Elle s’est ainsi attribuée un deuxième rôle qui lui a causé une grande pression. Un double rôle assumé pleinement mais sous pression. Par conséquent, elle n’exerce plus son rôle d’épouse. Avec cette forte pression, beaucoup de maladies sont enregistrées. Il a été d’ailleurs constaté que ce sont les femmes stressées ayant des problèmes conjugaux qui ont toutes fini par développer un cancer du sein, première cause de décès chez les femmes.

Le facteur d’hérédité de cancer du sein s’est d’ailleurs déclassé devant le stress, selon les dernières recherches de l’Institut Pierre et Marie Curie. Vient après cette nouvelle génération en âge de mariage aujourd’hui, où l’homme contribue aussi dans toutes les tâches du couple. La femme devient, dans cette nouvelle société, impatiente, indépendante financièrement et n’attend rien de l’homme. Elle exige du mari qu’il soit un vrai partenaire, le cas contraire, elle préférerait une rupture.

Ce qui explique les cas de divorce qui se multiplient. Nous sommes là en pleine transition vers une nouvelle société qui s’installe, où il va y avoir plus de divorces. Nous nous acheminons vers la société occidentale ou occidentalisée, où il serait question d’enregistrer plus de célibataires pour éviter toute pression conjugale, de l’avis de Saliha Ouadah. Des recherches allemandes récentes observent justement que les hommes vivent plus longtemps en étant en couple, alors que les femmes vivent beaucoup plus longtemps qu’eux mais en mauvaise santé. En couple, elles vivent stressées.

Le nouveau rôle du père

Contrairement à la génération actuelle (les plus jeunes), les femmes de la société moderne (plus âgées) étaient préparées par leur maman, de société traditionnelle au rôle traditionnel qu’elles doivent assumer obligatoirement. Les plus jeunes, celles censées être en couple maintenant, sont autrement préparées de manière à ne pas s’encombrer de responsabilités et de tâches inutiles. Une rupture avec les anciens concepts : le rôle traditionnel de la femme ne s’hérite plus !

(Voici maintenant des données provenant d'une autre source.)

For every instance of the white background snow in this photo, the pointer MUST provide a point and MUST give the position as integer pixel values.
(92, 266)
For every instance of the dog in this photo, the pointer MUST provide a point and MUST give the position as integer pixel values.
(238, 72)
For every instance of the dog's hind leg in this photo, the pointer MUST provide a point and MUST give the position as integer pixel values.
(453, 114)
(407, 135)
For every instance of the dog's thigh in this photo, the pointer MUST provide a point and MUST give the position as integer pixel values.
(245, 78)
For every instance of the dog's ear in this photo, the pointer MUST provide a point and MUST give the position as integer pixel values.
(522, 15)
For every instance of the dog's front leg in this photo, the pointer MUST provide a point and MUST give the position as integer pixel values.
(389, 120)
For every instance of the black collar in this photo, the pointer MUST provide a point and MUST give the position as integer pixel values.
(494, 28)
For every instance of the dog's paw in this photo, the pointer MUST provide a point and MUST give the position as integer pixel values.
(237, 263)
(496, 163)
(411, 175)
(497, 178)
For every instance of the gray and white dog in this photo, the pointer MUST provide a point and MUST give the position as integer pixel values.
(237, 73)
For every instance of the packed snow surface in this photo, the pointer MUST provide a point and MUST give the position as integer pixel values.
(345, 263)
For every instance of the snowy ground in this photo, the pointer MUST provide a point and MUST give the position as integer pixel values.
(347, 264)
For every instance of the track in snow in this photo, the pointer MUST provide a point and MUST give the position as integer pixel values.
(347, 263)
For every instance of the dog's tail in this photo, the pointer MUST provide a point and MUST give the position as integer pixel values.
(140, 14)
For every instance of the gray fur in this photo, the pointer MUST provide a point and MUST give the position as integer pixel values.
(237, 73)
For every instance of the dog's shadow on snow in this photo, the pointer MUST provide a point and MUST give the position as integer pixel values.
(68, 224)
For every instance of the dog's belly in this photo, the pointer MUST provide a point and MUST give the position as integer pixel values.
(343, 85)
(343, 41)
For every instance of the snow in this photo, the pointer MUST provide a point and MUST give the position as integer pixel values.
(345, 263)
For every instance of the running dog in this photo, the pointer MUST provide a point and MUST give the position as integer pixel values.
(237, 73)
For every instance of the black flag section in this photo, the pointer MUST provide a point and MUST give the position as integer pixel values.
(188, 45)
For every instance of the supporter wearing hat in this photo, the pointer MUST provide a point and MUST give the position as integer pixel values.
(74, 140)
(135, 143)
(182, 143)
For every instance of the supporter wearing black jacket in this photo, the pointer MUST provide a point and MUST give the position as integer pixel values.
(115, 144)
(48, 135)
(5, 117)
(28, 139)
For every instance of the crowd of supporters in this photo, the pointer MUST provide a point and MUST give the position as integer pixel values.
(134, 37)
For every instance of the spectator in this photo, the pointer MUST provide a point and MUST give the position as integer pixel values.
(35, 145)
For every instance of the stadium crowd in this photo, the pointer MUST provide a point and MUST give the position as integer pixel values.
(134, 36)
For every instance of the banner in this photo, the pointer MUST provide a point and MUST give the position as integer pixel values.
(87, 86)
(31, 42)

En plus des mamans qui font tout pour que leurs filles poursuivent leurs études pour une meilleure indépendance et de ne pas avoir besoin d’un mari, le père installe chez sa fille une forte culture de confiance en elle. C’est maintenant qu’on applique le complexe d’Œdipe, explique Saliha Ouadah. Le papa est très proche de sa fille qui deviendra la femme forte de demain. Il fait d’elle une fille gâtée qui refusera à l’avenir qu’un homme la dénigre et la rabaisse.

La sociologie urbaine a subi des changements très importants, de l’avis de la spécialiste, au point où le père recevra volontiers son gendre pour cohabitation, un choix mal considéré par le passé. Les femmes des sociétés modernes et traditionnelles, lésées de leurs droit auparavant, arrivent maintenant à les avoir grâce à leurs filles !

Et c’est cet homme (père) qui a changé la donne. Il faut aussi savoir qu’en Algérie, contrairement à certains pays, c’est coûteux de se marier, mais pas pour divorcer. Dans le passé, les femmes hésitent de divorcer pour éviter le retour chez les parents et les frères mais aujourd’hui cette indépendance financière et la loi sur le divorce qui lui garantit un foyer, la rupture du contrat conjugal ne pose plus de problème.

La nouvelle loi, portant sur les mesures particulières qui garantissent aux enfants sous la garde et aux femmes divorcées d’obtenir la pension alimentaire ordonnée à leur profit par voie de justice, est publiée au Journal officiel du 7 février dernier. Les femmes divorcées et les enfants de parents divorcés qui n’arrivent pas à faire exécuter un jugement de pension alimentaire peuvent désormais en bénéficier.

Le magistrat et président de la section des affaires familiales statuera par ordonnance, dans un délai ne dépassant pas les 5 jours. Ce texte permet à l’Etat d’intervenir en cas de refus du débiteur de payer cette pension, un des problèmes soulevés par les femmes divorcées, non travailleuses.

Un nouveau texte qui a décidé de mettre le Fonds de la pension alimentaire sous l’autorité du ministère de la Justice pour que les cours se chargent du dossier et de payer. Une démarche qui a rendu ce mécanisme créé en vertu de la loi 15-01, plus rapide, selon les témoignages de certains avocats, même si aucune statistique n’est à ce jour rendue publique.